A former journalist colleague of mine who recently got a US citizenship was profusely congratulated by his Indian friends on Facebook after he posted a picture of himself with a US passport with the star and stripes flag in the background. For many in India and Pakistan, such a picture is the dream for which they live and nothing wrong is seen in that desire, inculcated from childhood, to finally reach those shores of El Dorado (to undo the accident of an Indian/Pakistani nationality) where you can shirk away the narrow confines of nationhood and become a citizen of the modern world (US/UK). 

While an Indian (or Pakistani) identity is emphasised in sports, wars, diplomatic tussles and terrorists attacks, that identity is easily dispensed with when it comes to personal ambition and the need for a brighter future. This seems to be a universal habit.  The people who migrate from developing countries are the people who can, if they stay back, make a big difference to their own countries. “The people we are losing, they are economically active, they are dynamic, they are people who refuse to live in poverty. These are the people Africa needs,” a UNDP official was quoted in Time magazine report on migration. Many African countries are growing now at a fast clip. Ethiopia has had an average growth of 10.7 per cent, better than China and India’s, but educated people there are dying to migrate to Europe, according to the report. Ditto in India.

Nationality and patriotism have evolved into a form of excessive love for one’s country, to the exclusion of the other. All this could be the reason why Prime Minister  Narendra Modi said in Singapore while addressing the diaspora: “India is not confined to territory. India exists in every Indian in every part of the world. India is in you.” Here the PM was trying to appropriate the NRI while the NRI himself has done away with Indian identity and to underline that has also acquired an American, British or Singaporean accent. 

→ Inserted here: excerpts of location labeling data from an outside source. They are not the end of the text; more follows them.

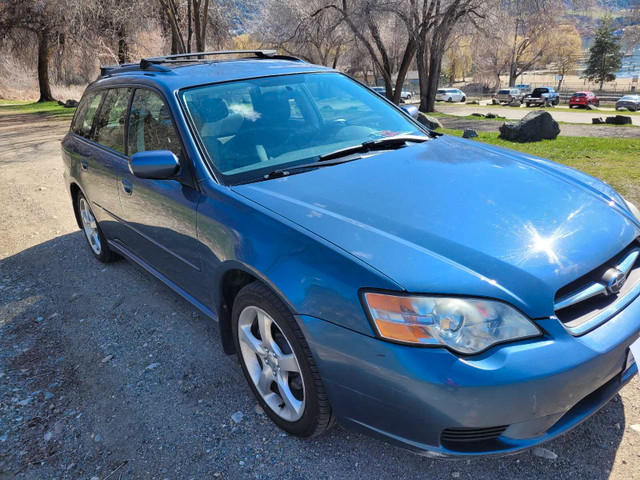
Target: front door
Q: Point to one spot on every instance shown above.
(161, 214)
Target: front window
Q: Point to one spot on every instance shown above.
(252, 127)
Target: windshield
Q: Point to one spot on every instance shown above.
(252, 127)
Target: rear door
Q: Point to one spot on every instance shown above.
(100, 152)
(161, 214)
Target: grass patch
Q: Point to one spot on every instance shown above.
(39, 108)
(614, 160)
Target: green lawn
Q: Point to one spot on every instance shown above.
(503, 120)
(614, 160)
(43, 108)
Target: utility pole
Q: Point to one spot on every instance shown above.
(513, 70)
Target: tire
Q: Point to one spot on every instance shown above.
(92, 232)
(308, 412)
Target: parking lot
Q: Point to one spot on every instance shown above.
(106, 373)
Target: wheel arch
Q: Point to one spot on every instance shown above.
(234, 278)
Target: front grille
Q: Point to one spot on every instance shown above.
(587, 302)
(470, 435)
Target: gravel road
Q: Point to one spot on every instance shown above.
(560, 113)
(107, 374)
(491, 125)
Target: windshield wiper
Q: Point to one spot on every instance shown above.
(379, 144)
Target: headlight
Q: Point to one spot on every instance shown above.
(466, 325)
(634, 210)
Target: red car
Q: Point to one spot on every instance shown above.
(584, 99)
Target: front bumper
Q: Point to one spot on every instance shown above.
(536, 389)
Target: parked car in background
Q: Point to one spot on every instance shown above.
(584, 99)
(450, 95)
(362, 268)
(508, 95)
(630, 102)
(542, 96)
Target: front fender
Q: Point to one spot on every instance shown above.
(312, 276)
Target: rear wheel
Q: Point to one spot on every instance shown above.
(93, 233)
(277, 363)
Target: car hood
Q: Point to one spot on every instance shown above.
(452, 216)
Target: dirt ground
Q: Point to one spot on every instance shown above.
(560, 114)
(107, 374)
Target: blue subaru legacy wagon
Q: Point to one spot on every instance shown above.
(451, 297)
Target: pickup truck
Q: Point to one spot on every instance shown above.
(543, 96)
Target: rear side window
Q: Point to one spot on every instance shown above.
(83, 120)
(109, 129)
(150, 125)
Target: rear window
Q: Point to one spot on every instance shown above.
(109, 129)
(83, 119)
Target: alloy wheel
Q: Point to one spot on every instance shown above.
(271, 363)
(90, 226)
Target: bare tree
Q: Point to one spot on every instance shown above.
(302, 28)
(445, 18)
(39, 20)
(194, 17)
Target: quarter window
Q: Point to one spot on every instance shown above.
(150, 125)
(83, 120)
(109, 129)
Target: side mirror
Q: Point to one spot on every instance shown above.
(411, 110)
(155, 164)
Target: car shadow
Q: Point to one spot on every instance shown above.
(103, 364)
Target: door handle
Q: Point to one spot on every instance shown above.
(127, 187)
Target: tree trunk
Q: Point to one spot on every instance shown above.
(422, 61)
(43, 67)
(123, 46)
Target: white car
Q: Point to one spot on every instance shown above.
(450, 95)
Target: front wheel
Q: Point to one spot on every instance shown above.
(277, 363)
(93, 233)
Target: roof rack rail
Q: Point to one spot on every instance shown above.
(127, 67)
(146, 63)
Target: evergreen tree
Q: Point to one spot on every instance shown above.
(605, 55)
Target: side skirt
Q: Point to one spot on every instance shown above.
(125, 252)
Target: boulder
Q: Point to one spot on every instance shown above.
(432, 123)
(619, 120)
(469, 133)
(535, 126)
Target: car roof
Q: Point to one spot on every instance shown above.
(175, 74)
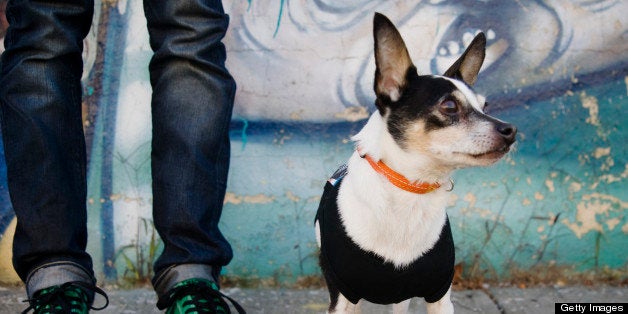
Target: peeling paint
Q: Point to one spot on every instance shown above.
(247, 199)
(550, 185)
(353, 113)
(601, 152)
(588, 212)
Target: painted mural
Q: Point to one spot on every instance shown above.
(556, 69)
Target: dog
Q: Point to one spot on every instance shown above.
(381, 225)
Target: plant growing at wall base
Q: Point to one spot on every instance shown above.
(138, 259)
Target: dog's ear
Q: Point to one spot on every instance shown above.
(467, 67)
(392, 60)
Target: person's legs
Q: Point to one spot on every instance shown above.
(40, 101)
(191, 107)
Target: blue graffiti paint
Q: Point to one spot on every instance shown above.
(281, 4)
(116, 40)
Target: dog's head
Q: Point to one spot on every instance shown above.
(436, 116)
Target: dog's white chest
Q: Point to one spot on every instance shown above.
(394, 224)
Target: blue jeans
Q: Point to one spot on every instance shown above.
(40, 102)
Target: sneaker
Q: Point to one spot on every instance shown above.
(195, 296)
(70, 297)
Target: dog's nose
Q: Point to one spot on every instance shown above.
(507, 130)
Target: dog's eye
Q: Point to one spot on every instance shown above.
(448, 107)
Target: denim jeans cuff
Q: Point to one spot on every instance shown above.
(171, 276)
(56, 273)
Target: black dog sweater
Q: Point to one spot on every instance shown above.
(360, 274)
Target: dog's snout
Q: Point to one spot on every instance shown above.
(507, 131)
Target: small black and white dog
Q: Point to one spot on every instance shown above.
(383, 232)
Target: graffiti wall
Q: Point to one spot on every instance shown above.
(556, 69)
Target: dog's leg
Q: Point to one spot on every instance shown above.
(344, 306)
(401, 307)
(442, 306)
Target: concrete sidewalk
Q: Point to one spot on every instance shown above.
(278, 301)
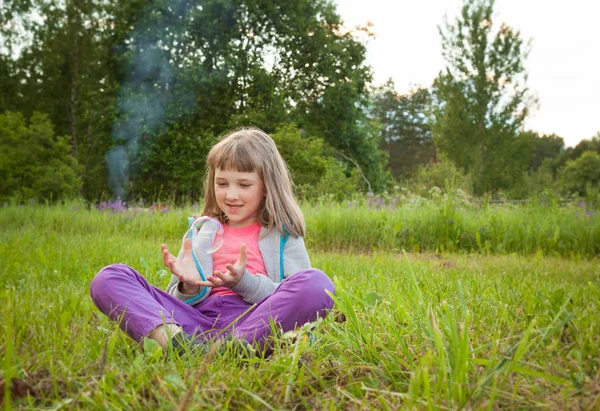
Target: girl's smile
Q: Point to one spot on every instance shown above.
(239, 195)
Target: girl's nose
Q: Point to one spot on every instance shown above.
(231, 194)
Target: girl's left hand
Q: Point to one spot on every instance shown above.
(233, 274)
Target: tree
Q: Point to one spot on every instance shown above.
(133, 80)
(34, 162)
(543, 147)
(582, 174)
(481, 99)
(206, 70)
(405, 129)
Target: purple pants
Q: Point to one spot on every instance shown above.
(125, 296)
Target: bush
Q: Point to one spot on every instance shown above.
(315, 174)
(35, 163)
(581, 175)
(442, 174)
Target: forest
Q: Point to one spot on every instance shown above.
(122, 99)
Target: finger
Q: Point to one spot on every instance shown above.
(217, 282)
(219, 275)
(187, 247)
(165, 254)
(243, 254)
(231, 269)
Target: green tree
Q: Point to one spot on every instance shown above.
(405, 129)
(582, 174)
(34, 162)
(543, 147)
(481, 99)
(314, 169)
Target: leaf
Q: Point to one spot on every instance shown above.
(372, 298)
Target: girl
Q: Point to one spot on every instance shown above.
(261, 274)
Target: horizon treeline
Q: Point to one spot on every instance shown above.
(102, 99)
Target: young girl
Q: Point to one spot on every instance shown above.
(260, 275)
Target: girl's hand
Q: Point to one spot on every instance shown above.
(233, 275)
(184, 269)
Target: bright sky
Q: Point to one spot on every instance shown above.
(563, 65)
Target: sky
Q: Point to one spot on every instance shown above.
(563, 64)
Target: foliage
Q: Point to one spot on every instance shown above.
(572, 153)
(35, 163)
(543, 147)
(442, 174)
(314, 171)
(123, 76)
(405, 129)
(582, 174)
(481, 100)
(408, 330)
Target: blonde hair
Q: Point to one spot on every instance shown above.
(250, 150)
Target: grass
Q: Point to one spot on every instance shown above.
(410, 330)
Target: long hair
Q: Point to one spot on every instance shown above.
(250, 150)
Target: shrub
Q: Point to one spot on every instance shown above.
(442, 174)
(315, 174)
(35, 163)
(581, 175)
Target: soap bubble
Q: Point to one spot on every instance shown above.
(206, 234)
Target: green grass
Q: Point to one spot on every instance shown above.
(418, 330)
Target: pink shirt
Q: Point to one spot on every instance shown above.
(230, 252)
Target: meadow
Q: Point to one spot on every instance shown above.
(439, 305)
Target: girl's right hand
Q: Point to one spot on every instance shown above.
(184, 269)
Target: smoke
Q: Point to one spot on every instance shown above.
(145, 103)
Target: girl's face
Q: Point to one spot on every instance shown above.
(239, 195)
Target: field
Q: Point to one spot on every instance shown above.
(438, 306)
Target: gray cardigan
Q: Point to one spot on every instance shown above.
(252, 288)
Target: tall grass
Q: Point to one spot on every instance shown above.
(448, 227)
(417, 330)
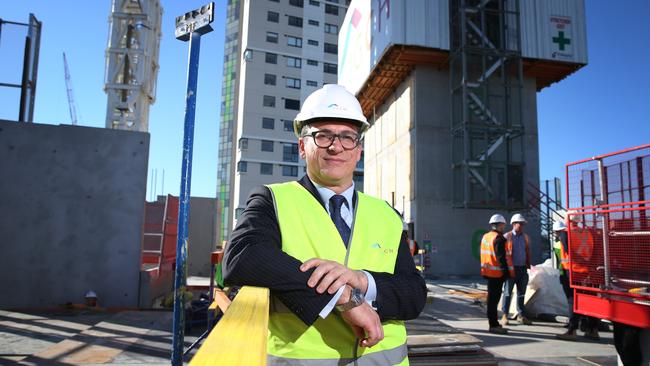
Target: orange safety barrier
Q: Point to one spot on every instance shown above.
(160, 233)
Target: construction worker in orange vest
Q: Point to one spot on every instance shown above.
(582, 247)
(518, 249)
(495, 268)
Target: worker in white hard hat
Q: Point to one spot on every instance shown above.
(334, 293)
(518, 249)
(495, 268)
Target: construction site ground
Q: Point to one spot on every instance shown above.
(451, 330)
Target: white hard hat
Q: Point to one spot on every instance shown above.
(559, 226)
(332, 101)
(518, 218)
(497, 219)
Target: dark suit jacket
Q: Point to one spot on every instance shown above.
(254, 257)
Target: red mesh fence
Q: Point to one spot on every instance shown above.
(609, 227)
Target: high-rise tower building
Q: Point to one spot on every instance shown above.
(276, 53)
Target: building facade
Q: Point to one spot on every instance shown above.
(450, 88)
(276, 53)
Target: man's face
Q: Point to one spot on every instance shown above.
(332, 166)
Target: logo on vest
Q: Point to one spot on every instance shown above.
(378, 246)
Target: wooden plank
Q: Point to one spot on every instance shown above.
(221, 301)
(422, 351)
(240, 336)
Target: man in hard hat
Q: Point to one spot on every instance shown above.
(518, 247)
(335, 291)
(582, 241)
(495, 268)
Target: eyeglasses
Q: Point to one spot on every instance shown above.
(325, 139)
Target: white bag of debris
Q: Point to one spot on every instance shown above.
(544, 294)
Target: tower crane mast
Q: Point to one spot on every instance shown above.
(68, 87)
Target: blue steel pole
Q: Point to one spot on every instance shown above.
(184, 202)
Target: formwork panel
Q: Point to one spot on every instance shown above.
(72, 207)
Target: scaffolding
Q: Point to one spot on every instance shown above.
(132, 63)
(486, 112)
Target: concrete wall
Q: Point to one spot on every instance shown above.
(203, 229)
(72, 208)
(408, 151)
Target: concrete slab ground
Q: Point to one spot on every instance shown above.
(457, 303)
(144, 337)
(88, 338)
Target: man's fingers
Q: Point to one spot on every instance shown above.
(332, 276)
(310, 264)
(358, 331)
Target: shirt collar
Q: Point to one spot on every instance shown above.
(326, 193)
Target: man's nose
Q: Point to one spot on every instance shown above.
(336, 145)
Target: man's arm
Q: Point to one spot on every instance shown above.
(401, 295)
(254, 257)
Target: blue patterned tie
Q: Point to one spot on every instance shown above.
(337, 201)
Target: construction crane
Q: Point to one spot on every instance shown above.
(68, 87)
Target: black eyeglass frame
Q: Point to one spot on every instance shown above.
(333, 137)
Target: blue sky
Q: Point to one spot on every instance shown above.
(601, 108)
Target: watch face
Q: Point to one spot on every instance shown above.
(356, 296)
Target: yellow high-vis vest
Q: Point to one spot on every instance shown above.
(307, 232)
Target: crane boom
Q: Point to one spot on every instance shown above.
(68, 86)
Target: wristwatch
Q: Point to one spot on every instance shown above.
(356, 299)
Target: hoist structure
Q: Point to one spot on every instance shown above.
(132, 63)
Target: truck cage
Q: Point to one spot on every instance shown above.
(608, 199)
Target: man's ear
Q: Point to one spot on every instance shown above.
(301, 148)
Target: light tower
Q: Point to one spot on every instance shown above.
(132, 63)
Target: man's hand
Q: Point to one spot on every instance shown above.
(365, 324)
(330, 276)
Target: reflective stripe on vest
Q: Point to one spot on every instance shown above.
(307, 232)
(509, 246)
(490, 266)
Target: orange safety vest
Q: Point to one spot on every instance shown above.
(508, 237)
(412, 246)
(490, 266)
(581, 246)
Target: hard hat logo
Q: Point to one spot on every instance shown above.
(331, 102)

To the diaspora, India is just nostalgia. For them an Indian national identity means nothing which is why they discarded it without much moral qualms. The diasporic Indian citizen looks at himself as a possessor of multiple identities. He sports religious, caste, class, sub-nationalistic, regional identities, but the national identity is the one he easily dispenses with. A Keralite working in the Gulf clings dearly to his Malayali identity rather than to his Indian identity because in those countries it gives him more of an advantage. Once outside the physical confines of the country, an Indian citizen enjoys being some sort of a universal citizen. Once abroad, national identities are redrawn. My friend working in the Gulf has a Pakistani assistant who is most  loyal to him. 

Sami’s Indian dream was also driven by his fascination for working in Bollywood. So while for him India was a dream, for hundreds of Indians themselves India is a nightmare from which they want to escape and assume another identity, another life. “The NRIs are contradictory creatures marked by a deep and terrifying alienation: while many miss “home” they actually shudder at the thought of living in India,” writes Rohan D’Souza in The Hindu. Nobody will argue with this.

Sami can now wear the new garb of an Indian citizen. “Now that India has accepted a son of Pakistan, let’s count it as “advantage Pakistan” and let the (Shiv) Sena bother about it. And when Sami comes to Pakistan on a visa welcome him as a great talent that will survive as part of our civilisation,” writes Khaled Ahmed. 

Sami surely will not be welcomed in his homeland. We know that Sami is unlikely to get a Pakistani visa anytime soon. The hurt among Pakistani nationalists is too much for such a thing to happen. There are many Pakistani aspirants hanging around in Bollywood. Are they also aspirants for a new nationality? Are we waiting to score brownie points with them too?